Reflections on the School of Criticism and Theory, Summer 2023

In the throes of my dissertation proposal writing and fieldwork, Cornell’s School of Criticism and Theory (SCT) was the perfect opportunity for me to recenter and gain perspective. Not only was I transposed for six weeks into deeply inspiring and provocative theoretical debates and discussions, but I also found myself steeped within the natural landscape of Ithaca’s endless gorges, waterfalls and rivers, homeland of the Cayuga Nation. Within the walls of Cornell’s A. D. White House, home of SCT, with its magnificent High Victorian Gothic exterior surrounded by perfectly manicured flower gardens and sophisticated interior adorned with mid-19th century paintings, glorious Persian carpets and intricate wooden sculpting, our elevated intellectual journey began.

The warmth of SCT’s 70+ participants, coming from across the world and a vast array of disciplines, soon filled these halls with radiant energy, endless conversations and enthralling excitement. In these bustling lecture halls, peaceful sunset-hour receptions and serendipitous afternoon walks and swims, I’ve built beautiful camaraderie and friendships with some of the strongest, most insightful and empowering women I have ever met. Our friendship became my solace, in the face of the constant upward battles of academic research and performativity, with its slew of anxieties and challenges that are often especially strongly experienced by women, and more so first-generation women of color, as myself. The conversations and friendships I made at SCT not only inspired and empowered me at this decisive stage of my academic and research journey, they also brought a lot of what first appeared to be very abstract, metaphysical and detached theoretical conversations back down to the ground in the experiences of local worlds and peoples outside the Anglo-American white, male, privileged gaze that still dominates the halls and cannons of critical theory itself.
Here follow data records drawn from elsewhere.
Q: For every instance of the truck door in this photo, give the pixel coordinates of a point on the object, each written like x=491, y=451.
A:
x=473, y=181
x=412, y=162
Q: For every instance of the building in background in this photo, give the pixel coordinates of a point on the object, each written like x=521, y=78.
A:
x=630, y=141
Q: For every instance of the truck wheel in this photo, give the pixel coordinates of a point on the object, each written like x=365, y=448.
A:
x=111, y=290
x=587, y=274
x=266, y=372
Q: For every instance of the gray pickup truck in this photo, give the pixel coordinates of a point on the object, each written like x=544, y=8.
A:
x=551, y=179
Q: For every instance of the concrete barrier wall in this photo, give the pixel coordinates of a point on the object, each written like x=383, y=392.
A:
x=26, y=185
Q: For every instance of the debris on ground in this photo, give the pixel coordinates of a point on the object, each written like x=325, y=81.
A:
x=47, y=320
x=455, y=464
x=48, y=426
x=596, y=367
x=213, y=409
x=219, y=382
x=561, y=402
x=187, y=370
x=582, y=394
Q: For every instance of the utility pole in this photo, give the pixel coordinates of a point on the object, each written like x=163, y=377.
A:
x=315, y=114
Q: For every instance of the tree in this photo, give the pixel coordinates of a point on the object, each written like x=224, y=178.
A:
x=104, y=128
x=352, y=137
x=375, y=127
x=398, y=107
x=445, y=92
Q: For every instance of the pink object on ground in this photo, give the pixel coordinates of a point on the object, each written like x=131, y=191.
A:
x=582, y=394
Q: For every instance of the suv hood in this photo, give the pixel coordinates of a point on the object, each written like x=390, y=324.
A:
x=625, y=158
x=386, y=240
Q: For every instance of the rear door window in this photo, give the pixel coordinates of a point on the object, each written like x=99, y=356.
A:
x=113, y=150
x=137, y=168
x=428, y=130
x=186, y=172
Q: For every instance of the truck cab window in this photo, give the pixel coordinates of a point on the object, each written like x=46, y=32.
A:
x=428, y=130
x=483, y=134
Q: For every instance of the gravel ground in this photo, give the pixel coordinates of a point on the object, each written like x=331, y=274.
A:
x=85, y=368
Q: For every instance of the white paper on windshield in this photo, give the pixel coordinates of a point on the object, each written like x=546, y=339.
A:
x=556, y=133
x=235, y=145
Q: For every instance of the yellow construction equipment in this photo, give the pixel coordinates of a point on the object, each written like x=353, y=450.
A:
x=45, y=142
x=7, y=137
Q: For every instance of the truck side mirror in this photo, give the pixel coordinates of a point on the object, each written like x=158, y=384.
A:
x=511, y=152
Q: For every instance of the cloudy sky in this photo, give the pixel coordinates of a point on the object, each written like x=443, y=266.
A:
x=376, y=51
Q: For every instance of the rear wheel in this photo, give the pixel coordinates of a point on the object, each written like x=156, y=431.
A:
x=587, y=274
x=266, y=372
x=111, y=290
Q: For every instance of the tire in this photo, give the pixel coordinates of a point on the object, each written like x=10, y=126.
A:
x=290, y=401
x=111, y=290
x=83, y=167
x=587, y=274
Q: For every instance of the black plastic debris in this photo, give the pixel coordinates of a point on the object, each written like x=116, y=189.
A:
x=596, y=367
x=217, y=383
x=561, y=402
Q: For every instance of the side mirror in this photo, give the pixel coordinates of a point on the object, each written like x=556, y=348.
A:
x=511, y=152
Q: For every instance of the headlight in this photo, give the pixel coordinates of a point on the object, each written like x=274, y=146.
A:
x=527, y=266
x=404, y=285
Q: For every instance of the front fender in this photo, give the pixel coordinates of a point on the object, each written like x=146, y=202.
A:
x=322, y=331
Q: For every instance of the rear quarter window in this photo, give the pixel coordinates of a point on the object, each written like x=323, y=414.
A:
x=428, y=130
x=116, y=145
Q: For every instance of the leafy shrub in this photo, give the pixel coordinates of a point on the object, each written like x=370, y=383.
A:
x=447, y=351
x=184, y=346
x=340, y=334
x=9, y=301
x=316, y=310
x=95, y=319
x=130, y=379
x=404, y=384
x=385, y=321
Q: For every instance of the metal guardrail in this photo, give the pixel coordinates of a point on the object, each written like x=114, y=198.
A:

For my major seminar, I choose to participate in Professor Sandra Laugier’s “Concept of the Ordinary.” Centered on ordinary language philosophy, we got steeped in dense philosophical texts by Wittgenstein, Austin, Emerson, Thoreau and Cavell. Coming from Sociology and a training in social theory, these texts opened up new ways and avenues for me to think about my own research on crises and the everyday in Lebanon. Following Professor Laugier’s brilliant design and wide-ranging research, that spans ordinary language philosophy, cinema and popular culture, gender studies and the ethics of care, we soon transitioned into readings on violence and the ordinary by Veena Das, the ethics of care by Carol Gilligan, Joan Tronto, and film and popular culture by Stanley Cavell and Robert Warshow. Our theoretical almost metaphysical conversations on language, experience and meaning always brought us back to the ordinary, lived experience and realities, notwithstanding references to the classical films we indulged together over pizza and wine, including Gaslight, Philadelphia Story, It Happened One Night.  

Participating in Cornell’s School of Criticism and Theory was by far one of the most enriching and exciting personal and academic experiences I have had in my academic journey so far. I am indebted to Illinois’ very own prestigious Unit for Criticism and Interpretive Theory for awarding me the Nicholson Fellowship to fund my tuition and stay at Cornell. My interests and engagements in critical theory have further intensified and expanded over the past years thanks to our Unit’s support and formidable lecture series and events.